I don’t know if PNC is getting a good or bad deal, but this takeover provides no support for share prices of other troubled banks. At least from this example, the Treasury is not going to allow owners of those banks to be very well treated.
12:45 p.m. Slipping Back: European markets closed well above their lows, but now the American market is slipping back, with both the Dow and the S.&P, down 4 percent for the day.
It is good to know that some officials have time to worry about other things. Nicolas Sarkozy, the French president, has asked a court to enforce “the president’s exclusive right to his image,” Bloomberg News reports.
The president wants a company to stop selling voodoo kits complete with a Sarkozy doll and needles. “The unauthorized use of his image on a voodoo doll destined to be pricked with pins cannot be justified,” says Mr. Sarkozy’s lawyer.
If the president wins the suit, the company will have an inventory of voodoo dolls it cannot sell in France. If it decided to export them to this country, they would have to be revamped since Mr.

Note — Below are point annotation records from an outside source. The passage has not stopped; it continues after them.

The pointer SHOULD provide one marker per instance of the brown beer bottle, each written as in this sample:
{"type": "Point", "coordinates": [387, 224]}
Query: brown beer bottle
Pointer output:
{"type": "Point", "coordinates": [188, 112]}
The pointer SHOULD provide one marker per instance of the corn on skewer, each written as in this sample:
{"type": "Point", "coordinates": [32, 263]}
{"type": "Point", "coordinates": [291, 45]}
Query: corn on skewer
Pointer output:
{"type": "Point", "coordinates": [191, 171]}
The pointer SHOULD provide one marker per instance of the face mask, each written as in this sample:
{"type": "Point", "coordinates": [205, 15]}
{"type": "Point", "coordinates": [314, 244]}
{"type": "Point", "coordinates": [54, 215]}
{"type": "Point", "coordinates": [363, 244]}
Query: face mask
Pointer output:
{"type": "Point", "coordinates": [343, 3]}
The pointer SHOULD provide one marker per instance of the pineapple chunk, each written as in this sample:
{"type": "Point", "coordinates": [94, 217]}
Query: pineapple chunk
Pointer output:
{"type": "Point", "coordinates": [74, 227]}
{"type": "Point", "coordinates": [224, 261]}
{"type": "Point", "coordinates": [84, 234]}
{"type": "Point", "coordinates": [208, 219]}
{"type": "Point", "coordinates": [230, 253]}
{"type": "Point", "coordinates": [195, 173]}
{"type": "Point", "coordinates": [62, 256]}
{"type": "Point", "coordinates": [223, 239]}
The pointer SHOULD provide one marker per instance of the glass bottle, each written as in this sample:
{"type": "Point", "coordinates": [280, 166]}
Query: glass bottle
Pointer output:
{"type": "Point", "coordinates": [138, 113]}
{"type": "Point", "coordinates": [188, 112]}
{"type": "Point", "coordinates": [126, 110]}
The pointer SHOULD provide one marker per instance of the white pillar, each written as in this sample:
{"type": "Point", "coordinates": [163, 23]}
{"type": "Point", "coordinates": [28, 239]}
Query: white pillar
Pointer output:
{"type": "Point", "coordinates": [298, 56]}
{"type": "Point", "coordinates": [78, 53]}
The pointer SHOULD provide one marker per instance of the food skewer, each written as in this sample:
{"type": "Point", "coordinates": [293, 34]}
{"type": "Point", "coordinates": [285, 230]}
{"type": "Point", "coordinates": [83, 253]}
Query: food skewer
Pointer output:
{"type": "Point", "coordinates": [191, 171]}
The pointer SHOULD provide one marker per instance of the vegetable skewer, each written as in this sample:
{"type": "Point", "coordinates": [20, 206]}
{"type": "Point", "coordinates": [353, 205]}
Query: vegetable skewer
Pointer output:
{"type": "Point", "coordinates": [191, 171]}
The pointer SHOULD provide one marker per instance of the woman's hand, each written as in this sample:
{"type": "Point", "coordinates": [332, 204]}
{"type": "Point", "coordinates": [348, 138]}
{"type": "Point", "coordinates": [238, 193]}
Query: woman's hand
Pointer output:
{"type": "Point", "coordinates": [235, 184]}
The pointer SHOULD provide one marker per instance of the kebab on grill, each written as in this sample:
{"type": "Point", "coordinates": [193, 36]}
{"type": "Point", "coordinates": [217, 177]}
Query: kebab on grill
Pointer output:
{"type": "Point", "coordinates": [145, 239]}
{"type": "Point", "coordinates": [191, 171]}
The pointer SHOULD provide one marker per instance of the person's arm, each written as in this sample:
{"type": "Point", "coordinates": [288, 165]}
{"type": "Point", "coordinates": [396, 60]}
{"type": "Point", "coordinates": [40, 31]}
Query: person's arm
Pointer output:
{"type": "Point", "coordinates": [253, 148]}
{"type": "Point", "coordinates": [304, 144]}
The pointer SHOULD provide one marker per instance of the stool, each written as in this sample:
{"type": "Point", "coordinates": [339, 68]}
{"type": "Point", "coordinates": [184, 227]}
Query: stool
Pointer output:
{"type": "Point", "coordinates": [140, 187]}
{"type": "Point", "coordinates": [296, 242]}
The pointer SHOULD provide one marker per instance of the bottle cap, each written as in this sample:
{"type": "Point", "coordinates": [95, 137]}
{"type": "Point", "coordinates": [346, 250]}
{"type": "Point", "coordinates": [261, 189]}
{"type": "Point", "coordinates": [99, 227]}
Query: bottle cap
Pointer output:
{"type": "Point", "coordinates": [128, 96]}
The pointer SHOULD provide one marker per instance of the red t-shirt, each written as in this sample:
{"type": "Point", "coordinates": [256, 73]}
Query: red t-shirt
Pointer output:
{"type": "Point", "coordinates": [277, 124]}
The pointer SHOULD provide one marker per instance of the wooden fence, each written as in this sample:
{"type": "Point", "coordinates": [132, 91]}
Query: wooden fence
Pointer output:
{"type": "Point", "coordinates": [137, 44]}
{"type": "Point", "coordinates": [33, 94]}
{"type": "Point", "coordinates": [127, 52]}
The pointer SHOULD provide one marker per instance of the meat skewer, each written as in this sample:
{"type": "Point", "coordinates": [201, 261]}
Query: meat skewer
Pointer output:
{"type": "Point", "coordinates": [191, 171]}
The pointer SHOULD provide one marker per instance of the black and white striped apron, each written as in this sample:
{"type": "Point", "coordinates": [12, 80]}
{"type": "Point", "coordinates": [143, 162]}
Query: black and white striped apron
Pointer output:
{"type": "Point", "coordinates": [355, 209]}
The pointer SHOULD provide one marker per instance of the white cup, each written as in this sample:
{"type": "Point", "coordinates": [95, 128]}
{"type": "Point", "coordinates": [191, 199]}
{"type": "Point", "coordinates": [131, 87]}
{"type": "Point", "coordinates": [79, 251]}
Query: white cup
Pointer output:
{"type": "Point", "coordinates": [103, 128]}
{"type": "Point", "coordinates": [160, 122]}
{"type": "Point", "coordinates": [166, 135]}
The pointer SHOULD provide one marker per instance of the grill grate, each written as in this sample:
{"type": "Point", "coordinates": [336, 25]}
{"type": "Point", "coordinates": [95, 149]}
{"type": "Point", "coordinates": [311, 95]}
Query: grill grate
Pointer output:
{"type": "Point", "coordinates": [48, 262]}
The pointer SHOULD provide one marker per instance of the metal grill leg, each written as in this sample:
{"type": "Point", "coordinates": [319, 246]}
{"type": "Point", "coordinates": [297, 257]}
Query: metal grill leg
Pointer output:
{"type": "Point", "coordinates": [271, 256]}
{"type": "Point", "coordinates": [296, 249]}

Sarkozy is not that well known (or despised) here.
Let’s give the company some help. Whose image would you most like to see on a voodoo doll?
11:42 a.m. Growls from the Bear Cave: The Jerome Levy Forecasting Center at Bard College, when Hy Minsky used to teach, has been among the most worried — and therefore, most accurate — forecasters over the past several years.
They are out with a new forecast, which is a combination of “told ya” and “you ain’t seen nothing yet.”
Excerpts:
Our view of the next 12 months no longer appears to be unconventional, at least not on the surface. Now everybody thinks the economy is in a recession, and many think it will be long and severe. People make comparisons to the 1930s all the time. Everyone thinks consumer spending is in big trouble. Lots of people think the Fed will ease. Financial instability, a theme we harped on ad nauseam during the past three years, is now the primary economic topic of discussion.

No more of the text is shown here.